SPRING HILL — Mary Cooper says she is all for adults continuing their education.
But should they be taking classes on an elementary and middle school campus?
Cooper says no.
"I'm not comfortable with that," Cooper told the Times on Tuesday morning. "We have to worry about teachers nowadays. We shouldn't have to worry about these people, too."
When Cooper dropped off her two sons on Monday morning at J.D. Floyd K-8 in Spring Hill, she saw a sign directing adult education enrollees to the media center. She saw several adults who didn't appear to be supervised, she said.
Cooper grew concerned. After trying to get answers from the front office, she called the district office and eventually spoke with superintendent Bryan Blavatt. She found out that Floyd is the district's newest adult education site.
Cooper questioned why parents weren't notified about the new program.

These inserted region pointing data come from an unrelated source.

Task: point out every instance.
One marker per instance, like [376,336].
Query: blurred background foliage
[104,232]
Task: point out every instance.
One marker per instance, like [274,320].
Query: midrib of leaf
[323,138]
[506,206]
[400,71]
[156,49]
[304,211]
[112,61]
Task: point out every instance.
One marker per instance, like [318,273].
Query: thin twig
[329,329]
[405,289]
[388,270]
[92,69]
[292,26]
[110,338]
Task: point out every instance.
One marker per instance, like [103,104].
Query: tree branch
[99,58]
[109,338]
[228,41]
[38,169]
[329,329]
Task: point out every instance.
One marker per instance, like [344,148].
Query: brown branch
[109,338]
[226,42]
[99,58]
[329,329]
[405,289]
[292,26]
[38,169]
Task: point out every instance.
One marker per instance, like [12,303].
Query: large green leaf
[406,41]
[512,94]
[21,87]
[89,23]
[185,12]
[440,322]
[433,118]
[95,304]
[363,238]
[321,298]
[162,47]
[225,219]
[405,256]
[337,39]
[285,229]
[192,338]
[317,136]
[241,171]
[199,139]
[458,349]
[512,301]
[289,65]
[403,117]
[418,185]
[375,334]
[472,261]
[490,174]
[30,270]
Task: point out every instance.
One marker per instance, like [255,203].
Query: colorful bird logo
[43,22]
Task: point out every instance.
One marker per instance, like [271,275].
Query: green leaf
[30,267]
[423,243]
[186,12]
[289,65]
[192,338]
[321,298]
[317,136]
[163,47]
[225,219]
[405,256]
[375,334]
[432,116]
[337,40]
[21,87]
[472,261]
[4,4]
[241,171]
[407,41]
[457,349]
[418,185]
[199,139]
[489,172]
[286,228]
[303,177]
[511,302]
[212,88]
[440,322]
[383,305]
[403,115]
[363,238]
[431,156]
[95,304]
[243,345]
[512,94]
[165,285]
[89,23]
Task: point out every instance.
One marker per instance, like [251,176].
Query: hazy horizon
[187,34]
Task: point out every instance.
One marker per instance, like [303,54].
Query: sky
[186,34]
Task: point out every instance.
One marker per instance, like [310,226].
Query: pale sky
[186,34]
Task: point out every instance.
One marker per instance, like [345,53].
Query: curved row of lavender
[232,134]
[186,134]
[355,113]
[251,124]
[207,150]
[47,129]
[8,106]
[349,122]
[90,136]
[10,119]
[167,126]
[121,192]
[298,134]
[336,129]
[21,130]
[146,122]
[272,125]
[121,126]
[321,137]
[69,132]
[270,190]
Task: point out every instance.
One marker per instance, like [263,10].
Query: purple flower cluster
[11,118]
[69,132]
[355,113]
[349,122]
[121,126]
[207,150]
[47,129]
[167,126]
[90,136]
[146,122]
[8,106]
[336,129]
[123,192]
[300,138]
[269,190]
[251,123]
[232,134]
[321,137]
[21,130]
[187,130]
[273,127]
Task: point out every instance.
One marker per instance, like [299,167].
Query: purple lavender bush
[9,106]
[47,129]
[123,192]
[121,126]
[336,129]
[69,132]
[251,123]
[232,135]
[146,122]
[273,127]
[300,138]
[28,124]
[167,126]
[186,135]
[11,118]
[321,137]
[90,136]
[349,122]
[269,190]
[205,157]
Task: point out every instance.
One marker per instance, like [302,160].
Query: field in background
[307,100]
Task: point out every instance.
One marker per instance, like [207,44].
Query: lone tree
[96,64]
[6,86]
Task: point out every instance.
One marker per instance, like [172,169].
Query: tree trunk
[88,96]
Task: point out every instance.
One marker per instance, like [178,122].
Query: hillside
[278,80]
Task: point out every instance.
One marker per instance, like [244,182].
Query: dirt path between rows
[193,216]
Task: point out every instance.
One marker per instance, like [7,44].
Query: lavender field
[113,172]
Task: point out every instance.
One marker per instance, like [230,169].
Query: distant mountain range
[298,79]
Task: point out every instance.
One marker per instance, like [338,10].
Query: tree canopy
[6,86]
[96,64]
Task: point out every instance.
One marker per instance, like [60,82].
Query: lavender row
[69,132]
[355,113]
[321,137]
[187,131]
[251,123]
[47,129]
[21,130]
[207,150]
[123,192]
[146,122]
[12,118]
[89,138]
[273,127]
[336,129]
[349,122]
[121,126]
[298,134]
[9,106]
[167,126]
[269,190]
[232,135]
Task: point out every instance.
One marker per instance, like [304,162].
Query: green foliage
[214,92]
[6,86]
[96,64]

She said one of the women asking for directions to class was showing too much cleavage for a school site.
Blavatt said Tuesday that Cooper and other parents have nothing to fear.
The adult students are escorted to the school's media center each day to undergo standard security screening, handing over a driver's license or identification card to check for sexual predator or offender status, Blavatt said. The screening happens in the media center because there are no Floyd students there at the time, he said.

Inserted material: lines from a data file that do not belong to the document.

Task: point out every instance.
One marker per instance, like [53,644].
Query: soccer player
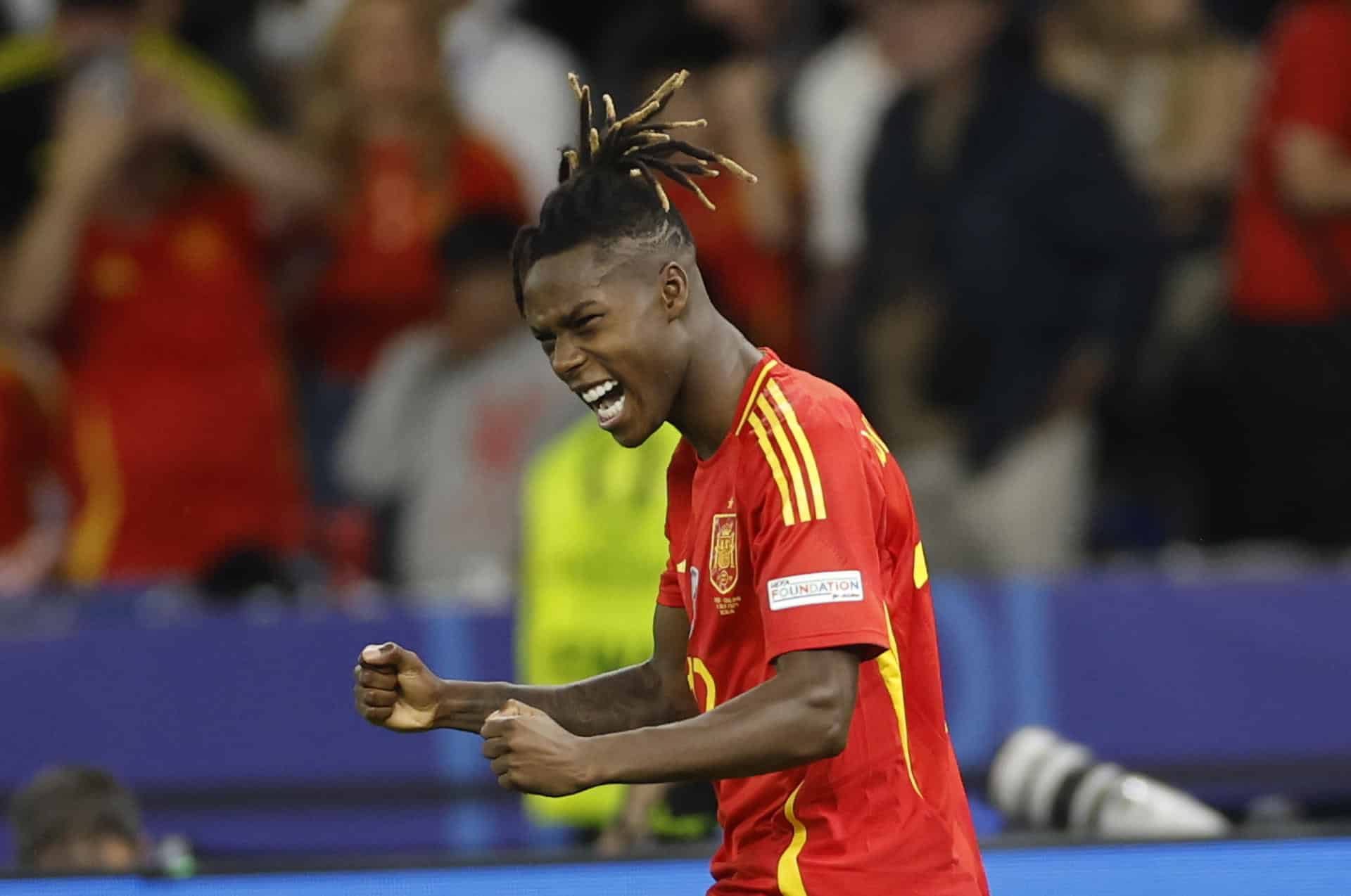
[794,658]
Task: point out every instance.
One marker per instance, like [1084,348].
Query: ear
[675,290]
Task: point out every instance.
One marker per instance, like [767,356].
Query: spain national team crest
[722,552]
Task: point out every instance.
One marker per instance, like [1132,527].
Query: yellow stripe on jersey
[878,446]
[775,468]
[889,664]
[920,565]
[804,446]
[789,875]
[750,399]
[95,530]
[804,511]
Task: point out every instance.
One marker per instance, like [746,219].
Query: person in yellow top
[592,546]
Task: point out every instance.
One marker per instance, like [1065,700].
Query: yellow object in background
[593,551]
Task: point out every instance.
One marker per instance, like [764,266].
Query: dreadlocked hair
[609,185]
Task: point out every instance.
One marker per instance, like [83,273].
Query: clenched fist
[533,753]
[396,690]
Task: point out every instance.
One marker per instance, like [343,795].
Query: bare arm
[800,715]
[267,164]
[396,690]
[653,693]
[37,277]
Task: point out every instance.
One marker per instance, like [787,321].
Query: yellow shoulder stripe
[889,665]
[775,467]
[920,565]
[789,875]
[750,399]
[878,446]
[804,511]
[804,446]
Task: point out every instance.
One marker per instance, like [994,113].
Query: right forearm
[39,271]
[619,700]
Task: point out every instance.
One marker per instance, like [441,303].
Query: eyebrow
[577,311]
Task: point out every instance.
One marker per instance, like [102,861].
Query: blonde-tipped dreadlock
[608,180]
[645,148]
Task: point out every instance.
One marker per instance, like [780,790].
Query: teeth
[607,412]
[596,393]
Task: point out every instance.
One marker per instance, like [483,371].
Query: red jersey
[182,435]
[799,535]
[25,446]
[386,276]
[1276,277]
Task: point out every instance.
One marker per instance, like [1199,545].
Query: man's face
[94,855]
[614,335]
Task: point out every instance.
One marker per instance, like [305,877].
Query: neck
[706,408]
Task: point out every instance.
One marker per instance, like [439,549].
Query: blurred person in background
[584,609]
[408,169]
[1285,471]
[749,245]
[32,508]
[1179,94]
[1176,91]
[77,821]
[446,423]
[493,65]
[132,182]
[1011,265]
[509,80]
[835,141]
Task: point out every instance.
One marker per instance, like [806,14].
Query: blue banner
[1148,670]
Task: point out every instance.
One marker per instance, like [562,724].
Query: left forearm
[766,729]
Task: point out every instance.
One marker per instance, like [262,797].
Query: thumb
[516,708]
[389,653]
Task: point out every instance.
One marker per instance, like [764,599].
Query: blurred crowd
[1086,264]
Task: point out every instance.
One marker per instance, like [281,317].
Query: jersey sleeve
[815,544]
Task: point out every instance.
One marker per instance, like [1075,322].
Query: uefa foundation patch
[841,586]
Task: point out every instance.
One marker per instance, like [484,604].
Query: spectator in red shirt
[1290,371]
[148,276]
[381,117]
[32,523]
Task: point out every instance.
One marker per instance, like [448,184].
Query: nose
[566,357]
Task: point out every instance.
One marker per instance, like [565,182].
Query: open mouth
[607,399]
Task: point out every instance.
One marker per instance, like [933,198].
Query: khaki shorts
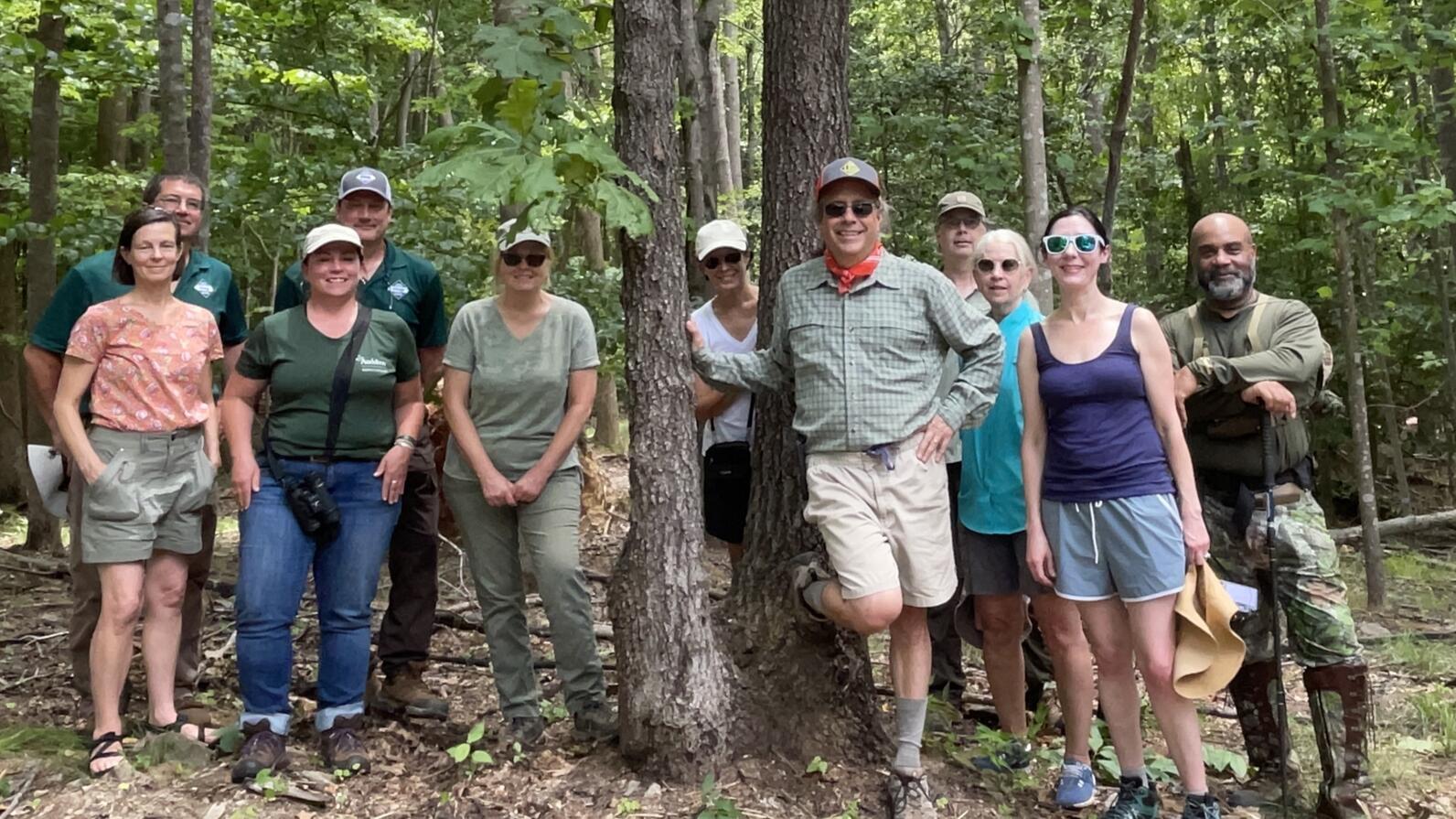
[884,528]
[149,497]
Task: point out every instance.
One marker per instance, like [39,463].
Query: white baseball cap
[507,236]
[720,233]
[327,233]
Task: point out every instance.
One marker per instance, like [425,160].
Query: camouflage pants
[1321,629]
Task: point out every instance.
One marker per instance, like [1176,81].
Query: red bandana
[846,275]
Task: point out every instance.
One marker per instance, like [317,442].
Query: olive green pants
[546,531]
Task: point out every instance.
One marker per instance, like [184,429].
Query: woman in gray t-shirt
[519,381]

From there, a staffer escorts the adult education students in small groups to vacant portable classrooms at the back of the campus. After classes, the students are escorted back to the school parking lot.

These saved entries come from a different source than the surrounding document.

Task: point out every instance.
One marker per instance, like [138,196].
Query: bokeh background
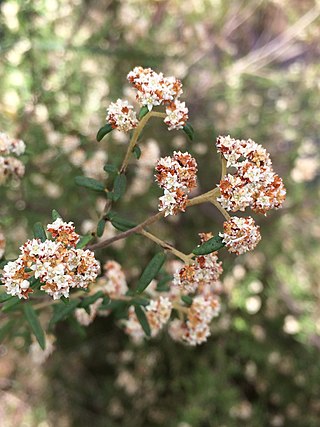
[250,69]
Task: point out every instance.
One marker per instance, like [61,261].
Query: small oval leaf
[151,271]
[142,318]
[90,183]
[100,227]
[102,132]
[188,129]
[84,240]
[110,168]
[120,185]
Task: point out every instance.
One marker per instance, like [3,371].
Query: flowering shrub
[186,301]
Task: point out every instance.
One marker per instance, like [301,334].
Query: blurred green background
[250,69]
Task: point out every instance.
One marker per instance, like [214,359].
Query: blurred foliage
[250,69]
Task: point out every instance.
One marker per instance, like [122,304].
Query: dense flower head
[121,116]
[177,176]
[2,244]
[157,312]
[154,88]
[202,275]
[64,232]
[254,183]
[57,264]
[196,329]
[240,234]
[176,115]
[9,165]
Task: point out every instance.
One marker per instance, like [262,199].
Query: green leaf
[110,168]
[162,285]
[188,129]
[5,329]
[137,152]
[102,132]
[143,112]
[55,215]
[100,227]
[84,240]
[10,305]
[187,300]
[5,262]
[91,299]
[151,271]
[141,316]
[120,185]
[5,297]
[39,232]
[211,245]
[90,183]
[61,311]
[35,325]
[141,301]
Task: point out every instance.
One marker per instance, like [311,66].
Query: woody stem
[136,135]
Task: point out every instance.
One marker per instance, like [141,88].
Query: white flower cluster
[57,264]
[157,313]
[177,115]
[113,282]
[154,88]
[122,116]
[240,234]
[177,176]
[202,279]
[196,329]
[254,184]
[10,166]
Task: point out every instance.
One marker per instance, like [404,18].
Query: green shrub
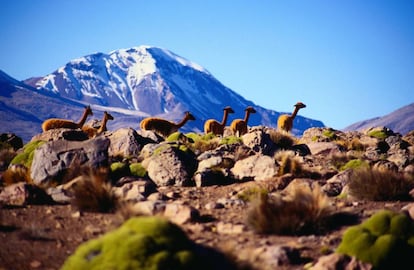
[281,139]
[379,134]
[93,192]
[354,164]
[385,240]
[329,133]
[140,243]
[379,185]
[288,163]
[118,170]
[25,157]
[137,170]
[176,136]
[231,140]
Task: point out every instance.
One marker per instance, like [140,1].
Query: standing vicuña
[53,123]
[239,126]
[285,121]
[214,126]
[162,126]
[93,132]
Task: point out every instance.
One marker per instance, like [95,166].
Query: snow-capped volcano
[153,81]
[129,78]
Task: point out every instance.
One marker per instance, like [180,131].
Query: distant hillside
[155,82]
[131,84]
[401,121]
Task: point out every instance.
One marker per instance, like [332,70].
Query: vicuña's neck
[295,112]
[225,116]
[102,128]
[83,119]
[182,122]
[246,116]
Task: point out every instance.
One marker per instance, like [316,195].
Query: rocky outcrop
[171,166]
[53,160]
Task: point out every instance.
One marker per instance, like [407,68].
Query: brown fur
[214,126]
[93,132]
[239,126]
[162,126]
[54,123]
[285,121]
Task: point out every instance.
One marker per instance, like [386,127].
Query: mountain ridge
[400,120]
[154,82]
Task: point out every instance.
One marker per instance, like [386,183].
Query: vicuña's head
[189,116]
[88,110]
[300,105]
[108,116]
[228,109]
[250,109]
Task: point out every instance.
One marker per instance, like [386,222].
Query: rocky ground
[42,236]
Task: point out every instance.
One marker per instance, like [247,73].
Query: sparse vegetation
[231,140]
[288,163]
[354,164]
[385,240]
[252,193]
[304,211]
[282,139]
[25,157]
[93,192]
[137,170]
[16,173]
[144,243]
[6,156]
[379,185]
[329,134]
[378,133]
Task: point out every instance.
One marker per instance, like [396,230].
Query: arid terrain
[43,236]
[39,235]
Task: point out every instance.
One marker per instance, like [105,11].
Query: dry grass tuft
[284,140]
[16,173]
[93,192]
[380,185]
[303,211]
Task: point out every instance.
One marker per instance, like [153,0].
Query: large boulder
[171,166]
[257,167]
[53,160]
[126,142]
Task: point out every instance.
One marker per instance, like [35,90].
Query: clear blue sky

"We had made preparations for this," Blavatt said. "There is never a period of time where those people are not being supervised. We took real painstaking steps to make sure there would be little, if any, contact with (Floyd) students."
Blavatt said he didn't feel compelled to notify Floyd parents because the district is taking the appropriate precautions with adult students, just as it does with dozens of volunteers who come onto campuses every day.
As of Tuesday, Cooper was the only parent to express concern, Blavatt said.
The program marks the first time the district has offered adult education courses on a school campus during the day.
Until now, the district offered the courses in three places, all in or near Brooksville: the district's HEART Literacy center and Grace World Outreach Church on Tuesdays and Thursdays, and Nature Coast Technical High School on Mondays and Wednesdays.
The classes at Floyd will run 10:30 a.m. to 1 p.m. Mondays and Wednesdays, offering a Spring Hill option for people who can't take night classes, said Denise Moen, the district's adult literacy coordinator.
The adult enrollment at Floyd hovered near 120 by Tuesday, and will probably grow, Moen said.
Last year, the district served about 900 adult students, and 259 earned a General Educational Development diploma. Some of the adult enrollees are parents of Hernando students, and studies show that children benefit when parents bolster their own education, Moen said.
Moen, who also serves as the district's volunteer coordinator, said she is well-versed in ensuring that adults who come onto school grounds are properly screened.
"Safety is top on my list," Moen said. "We can provide literacy services and have a safe campus at the same time."
As for Cooper's concerns about attire, Moen said adult ed students must follow a dress code and staffers will not hesitate to confront someone who is not following the guidelines.
Cooper said she is considering pulling her second- and seventh-grader from Floyd.
"I have nothing against this program, but not with my kids on an elementary school campus," she said. "I don't feel safe."